Julia Hu is the founder and CEO of Lark, a mobile and wireless technology platform. In 2010, she had a great idea for a wristband alarm clock that connects to your phone and vibrates, noiselessly waking you up without disturbing the person sleeping beside you. Almost immediately afterward hatching this idea, she secured a meeting with one of San Francisco’s top venture capital firms.
Because she didn’t have a prototype of the product in time for her big meeting, Julia created demos of her product. Unfortunately, in the meeting, all the demos failed to work correctly. This flub costed her and she didn’t get any money from the firm. Julia said of the experience, “It was the most traumatic VC meeting I’ve ever had. Yet, in a way I was glad that was my first meeting because I’d hit rock bottom, so there was nowhere to go but up.”
Here you can see that Julia does a great job reframing her failure into a lesson learned. She was a bird flying into a window that rebounded and was ready to try again.
So she got working prototypes made and ventured out to raise money once again. After such a rough start, it no doubt took guts to get back out there.
Even though Julia had rallied, the meetings were still going poorly for her. She heard a lot of criticism and a lot of the word “no.” Despite the naysayers, Julia believed in herself and her product and instead of giving up, she studied what was going wrong.

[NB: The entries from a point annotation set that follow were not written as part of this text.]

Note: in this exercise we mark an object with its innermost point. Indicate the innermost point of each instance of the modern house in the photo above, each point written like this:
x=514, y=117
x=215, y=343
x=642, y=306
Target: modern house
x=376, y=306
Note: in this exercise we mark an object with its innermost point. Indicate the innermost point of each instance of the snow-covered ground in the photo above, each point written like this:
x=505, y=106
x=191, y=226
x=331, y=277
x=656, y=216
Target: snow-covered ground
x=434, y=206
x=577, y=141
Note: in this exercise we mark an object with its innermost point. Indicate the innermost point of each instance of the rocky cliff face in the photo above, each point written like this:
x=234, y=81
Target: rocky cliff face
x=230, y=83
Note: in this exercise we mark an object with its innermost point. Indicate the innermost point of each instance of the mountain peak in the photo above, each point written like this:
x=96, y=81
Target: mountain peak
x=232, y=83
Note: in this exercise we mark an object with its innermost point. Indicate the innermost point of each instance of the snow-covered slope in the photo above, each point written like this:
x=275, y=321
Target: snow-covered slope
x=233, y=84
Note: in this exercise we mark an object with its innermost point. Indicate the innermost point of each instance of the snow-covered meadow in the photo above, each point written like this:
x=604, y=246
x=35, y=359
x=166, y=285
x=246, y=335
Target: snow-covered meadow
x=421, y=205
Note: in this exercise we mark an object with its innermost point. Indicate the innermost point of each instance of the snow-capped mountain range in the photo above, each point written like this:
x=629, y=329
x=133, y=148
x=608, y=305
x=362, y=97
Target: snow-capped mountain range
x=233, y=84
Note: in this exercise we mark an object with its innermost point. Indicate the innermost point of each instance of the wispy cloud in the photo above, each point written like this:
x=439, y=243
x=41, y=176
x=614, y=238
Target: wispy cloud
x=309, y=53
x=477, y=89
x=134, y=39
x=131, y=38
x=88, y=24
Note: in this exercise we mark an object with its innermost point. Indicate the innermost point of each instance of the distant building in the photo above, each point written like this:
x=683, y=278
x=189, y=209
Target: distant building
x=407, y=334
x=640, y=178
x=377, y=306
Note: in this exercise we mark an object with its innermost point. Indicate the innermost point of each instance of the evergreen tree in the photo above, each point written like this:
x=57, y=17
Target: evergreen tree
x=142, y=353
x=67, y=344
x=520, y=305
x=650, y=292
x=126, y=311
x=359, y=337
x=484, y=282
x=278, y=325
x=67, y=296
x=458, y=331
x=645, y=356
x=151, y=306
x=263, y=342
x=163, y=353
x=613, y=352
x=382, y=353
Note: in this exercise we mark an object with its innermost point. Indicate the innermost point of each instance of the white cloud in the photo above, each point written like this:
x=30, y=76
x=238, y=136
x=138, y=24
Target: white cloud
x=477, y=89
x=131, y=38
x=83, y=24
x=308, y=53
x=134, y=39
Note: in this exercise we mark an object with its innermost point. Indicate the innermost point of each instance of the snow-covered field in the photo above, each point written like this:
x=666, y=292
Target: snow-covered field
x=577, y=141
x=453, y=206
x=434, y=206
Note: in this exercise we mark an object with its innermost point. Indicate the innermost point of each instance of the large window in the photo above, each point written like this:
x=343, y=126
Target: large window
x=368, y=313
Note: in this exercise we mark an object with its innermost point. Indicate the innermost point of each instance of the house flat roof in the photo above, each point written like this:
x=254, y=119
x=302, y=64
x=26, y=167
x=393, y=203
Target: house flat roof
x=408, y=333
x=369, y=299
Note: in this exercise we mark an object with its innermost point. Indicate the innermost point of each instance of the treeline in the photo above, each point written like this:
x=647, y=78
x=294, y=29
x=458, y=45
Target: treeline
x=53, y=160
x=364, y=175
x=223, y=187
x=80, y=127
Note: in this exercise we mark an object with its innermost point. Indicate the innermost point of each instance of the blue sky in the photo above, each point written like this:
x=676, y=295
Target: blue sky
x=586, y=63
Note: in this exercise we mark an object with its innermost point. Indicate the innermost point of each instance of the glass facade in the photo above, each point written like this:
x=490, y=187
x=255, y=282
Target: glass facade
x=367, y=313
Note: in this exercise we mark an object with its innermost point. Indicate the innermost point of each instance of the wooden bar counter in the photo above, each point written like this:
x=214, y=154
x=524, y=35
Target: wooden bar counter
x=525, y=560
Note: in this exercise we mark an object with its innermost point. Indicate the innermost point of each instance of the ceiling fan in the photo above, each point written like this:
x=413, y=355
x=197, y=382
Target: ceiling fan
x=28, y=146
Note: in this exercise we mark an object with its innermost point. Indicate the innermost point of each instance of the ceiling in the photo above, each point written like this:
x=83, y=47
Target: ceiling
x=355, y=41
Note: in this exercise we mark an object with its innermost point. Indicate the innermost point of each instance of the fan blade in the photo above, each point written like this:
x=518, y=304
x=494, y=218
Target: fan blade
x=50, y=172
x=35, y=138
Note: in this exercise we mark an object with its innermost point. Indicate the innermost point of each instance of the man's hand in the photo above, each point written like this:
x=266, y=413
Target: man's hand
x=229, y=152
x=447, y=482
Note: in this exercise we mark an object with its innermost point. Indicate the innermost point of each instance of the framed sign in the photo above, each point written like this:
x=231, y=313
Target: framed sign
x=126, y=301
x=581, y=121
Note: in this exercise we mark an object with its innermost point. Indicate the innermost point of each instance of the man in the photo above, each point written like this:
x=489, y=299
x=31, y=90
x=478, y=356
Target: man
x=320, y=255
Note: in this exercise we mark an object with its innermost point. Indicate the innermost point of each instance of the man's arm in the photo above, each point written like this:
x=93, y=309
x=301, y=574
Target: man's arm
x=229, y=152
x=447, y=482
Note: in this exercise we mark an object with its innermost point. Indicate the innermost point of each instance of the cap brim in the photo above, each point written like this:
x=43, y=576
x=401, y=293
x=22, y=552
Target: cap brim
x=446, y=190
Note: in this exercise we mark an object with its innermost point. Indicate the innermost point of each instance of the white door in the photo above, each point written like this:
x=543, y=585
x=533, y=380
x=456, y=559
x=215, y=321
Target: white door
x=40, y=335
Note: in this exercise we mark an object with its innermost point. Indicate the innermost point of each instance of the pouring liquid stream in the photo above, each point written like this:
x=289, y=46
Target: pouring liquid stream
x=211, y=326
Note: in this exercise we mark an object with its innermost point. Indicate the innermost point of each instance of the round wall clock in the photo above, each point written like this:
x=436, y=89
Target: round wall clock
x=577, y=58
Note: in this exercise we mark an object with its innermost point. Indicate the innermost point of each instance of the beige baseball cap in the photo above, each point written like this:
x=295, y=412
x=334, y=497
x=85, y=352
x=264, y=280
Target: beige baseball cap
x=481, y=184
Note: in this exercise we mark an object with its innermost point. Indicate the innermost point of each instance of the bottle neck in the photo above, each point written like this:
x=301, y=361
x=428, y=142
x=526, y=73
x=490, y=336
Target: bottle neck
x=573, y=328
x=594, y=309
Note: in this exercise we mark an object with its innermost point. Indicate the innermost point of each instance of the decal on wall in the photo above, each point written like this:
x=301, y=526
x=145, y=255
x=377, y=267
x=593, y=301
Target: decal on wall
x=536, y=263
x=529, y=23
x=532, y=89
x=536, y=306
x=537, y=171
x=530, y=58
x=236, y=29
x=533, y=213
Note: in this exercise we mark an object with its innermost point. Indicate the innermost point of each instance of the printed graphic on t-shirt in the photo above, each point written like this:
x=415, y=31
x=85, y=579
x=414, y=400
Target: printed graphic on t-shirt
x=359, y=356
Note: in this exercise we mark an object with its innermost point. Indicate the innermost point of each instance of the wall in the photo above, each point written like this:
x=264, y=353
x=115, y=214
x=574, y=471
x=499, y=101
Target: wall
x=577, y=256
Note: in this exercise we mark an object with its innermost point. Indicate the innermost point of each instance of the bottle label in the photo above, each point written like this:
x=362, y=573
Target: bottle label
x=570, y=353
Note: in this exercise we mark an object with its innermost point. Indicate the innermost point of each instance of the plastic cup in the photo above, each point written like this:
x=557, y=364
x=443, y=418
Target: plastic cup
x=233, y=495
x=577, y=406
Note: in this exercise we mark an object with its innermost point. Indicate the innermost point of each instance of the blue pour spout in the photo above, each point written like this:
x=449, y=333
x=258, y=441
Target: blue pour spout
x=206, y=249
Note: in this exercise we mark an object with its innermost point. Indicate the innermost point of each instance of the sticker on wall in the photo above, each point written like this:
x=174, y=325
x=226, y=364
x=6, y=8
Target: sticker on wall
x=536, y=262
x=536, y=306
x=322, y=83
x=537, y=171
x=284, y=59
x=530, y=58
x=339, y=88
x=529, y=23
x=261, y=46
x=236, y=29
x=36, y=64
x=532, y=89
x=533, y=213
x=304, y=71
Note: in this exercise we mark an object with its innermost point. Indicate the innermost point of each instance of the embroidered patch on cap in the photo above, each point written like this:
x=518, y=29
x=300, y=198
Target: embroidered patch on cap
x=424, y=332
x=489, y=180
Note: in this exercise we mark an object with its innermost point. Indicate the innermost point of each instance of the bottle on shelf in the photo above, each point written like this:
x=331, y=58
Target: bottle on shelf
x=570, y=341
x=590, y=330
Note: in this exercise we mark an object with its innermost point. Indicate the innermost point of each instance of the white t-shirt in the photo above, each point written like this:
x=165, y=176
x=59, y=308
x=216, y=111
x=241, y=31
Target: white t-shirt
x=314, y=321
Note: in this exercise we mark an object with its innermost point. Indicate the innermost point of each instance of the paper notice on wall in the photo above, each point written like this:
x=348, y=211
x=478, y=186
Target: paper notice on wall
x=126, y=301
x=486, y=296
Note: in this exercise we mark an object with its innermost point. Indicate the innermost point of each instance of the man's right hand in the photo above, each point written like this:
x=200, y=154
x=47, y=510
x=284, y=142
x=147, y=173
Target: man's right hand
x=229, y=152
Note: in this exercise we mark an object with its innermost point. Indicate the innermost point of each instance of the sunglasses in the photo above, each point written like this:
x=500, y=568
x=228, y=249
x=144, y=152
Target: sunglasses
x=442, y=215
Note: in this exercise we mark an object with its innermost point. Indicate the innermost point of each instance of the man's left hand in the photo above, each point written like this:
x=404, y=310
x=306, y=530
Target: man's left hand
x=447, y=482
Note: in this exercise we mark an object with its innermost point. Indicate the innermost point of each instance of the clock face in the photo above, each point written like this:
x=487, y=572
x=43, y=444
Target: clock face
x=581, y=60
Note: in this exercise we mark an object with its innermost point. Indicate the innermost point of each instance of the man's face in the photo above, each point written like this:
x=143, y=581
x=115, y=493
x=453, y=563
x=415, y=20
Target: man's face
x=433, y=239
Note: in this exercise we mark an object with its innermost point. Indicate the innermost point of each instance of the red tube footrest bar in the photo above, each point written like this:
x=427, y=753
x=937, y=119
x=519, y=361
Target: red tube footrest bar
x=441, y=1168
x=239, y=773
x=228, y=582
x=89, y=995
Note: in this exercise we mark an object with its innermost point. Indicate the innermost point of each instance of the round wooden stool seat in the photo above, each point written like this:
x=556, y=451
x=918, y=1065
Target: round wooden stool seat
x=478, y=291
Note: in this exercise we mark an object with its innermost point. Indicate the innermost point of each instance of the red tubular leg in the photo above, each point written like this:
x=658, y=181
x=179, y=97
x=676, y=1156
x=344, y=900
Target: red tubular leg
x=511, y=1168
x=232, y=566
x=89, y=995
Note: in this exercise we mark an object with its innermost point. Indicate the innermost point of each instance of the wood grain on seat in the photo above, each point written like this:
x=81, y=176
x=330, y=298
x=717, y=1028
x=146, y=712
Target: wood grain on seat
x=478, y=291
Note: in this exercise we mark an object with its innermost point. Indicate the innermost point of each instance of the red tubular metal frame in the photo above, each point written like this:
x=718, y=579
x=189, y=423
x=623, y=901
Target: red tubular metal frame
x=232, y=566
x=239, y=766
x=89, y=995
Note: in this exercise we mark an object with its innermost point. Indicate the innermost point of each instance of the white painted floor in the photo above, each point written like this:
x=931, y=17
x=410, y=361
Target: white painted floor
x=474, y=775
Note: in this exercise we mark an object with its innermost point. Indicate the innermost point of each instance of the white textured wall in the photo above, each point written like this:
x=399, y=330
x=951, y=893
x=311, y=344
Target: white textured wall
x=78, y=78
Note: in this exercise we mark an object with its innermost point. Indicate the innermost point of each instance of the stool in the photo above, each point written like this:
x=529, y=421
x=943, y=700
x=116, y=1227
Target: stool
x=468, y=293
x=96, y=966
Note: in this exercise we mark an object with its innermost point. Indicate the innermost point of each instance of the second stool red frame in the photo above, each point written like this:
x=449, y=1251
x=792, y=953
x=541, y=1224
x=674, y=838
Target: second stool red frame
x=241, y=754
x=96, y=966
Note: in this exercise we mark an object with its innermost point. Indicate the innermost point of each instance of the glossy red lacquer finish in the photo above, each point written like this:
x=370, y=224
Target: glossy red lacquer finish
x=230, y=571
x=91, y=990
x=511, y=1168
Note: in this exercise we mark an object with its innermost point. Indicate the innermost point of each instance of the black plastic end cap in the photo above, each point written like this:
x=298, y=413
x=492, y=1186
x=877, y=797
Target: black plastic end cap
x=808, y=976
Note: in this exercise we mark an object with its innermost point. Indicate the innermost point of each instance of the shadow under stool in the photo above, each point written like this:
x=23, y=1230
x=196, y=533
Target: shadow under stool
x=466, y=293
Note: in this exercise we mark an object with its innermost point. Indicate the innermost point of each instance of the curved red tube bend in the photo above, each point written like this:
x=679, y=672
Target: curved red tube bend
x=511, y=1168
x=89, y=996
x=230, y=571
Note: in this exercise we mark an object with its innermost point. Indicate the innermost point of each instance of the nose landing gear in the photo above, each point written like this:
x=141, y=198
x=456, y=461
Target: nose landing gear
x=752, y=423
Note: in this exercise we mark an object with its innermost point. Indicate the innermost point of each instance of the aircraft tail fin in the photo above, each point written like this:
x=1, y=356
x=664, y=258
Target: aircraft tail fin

In the same way that coaches study film of their games, Julia analyzed what happened after every unsuccessful pitch. She discovered, “Whenever something went wrong, whether it was a question I didn’t answer to the best of my ability or a harsh comment, instead of bouncing back and relishing the debate, I’d start feeling bad about myself and would downward spiral. I felt like Alice in Wonderland, getting smaller and smaller.”
This introspection was a big light bulb going off and helped her understand why she was experiencing repeated failure. Julia left nothing to chance and began working with an executive coach to help her build emotional resilience, hold her ground and maintain her confidence during future confrontations with VCs and naysayers.
And wouldn’t you know, Julia ended up raising $11 million for her company.
What we learned from Julia’s story:
1. We all have blind spots
People tend to make the same errors over and over without being aware of it. Understanding where your blind spots are is a great first step in preventing them. To identify your problem areas, you’ve got to separate yourself a bit from the task at hand. Stay objective, act like a detective. If this is too difficult to do on your own, recruit friends, family and colleagues to provide you with honest feedback.
2. Be open to getting help
After figuring out her weaknesses, Julia asked for help. Most people would have taken that information and tried to “just do better.” But relying on willpower or trying harder doesn’t always work (any past dieting attempts come to mind?). There’s no way we can do everything ourselves. So, just as you might hire a personal trainer to help you get fit, consider getting help from a career coach or as in Julia’s case, an executive coach, to help you get to that next level.
What are your blind spots and how have you tried to overcome them?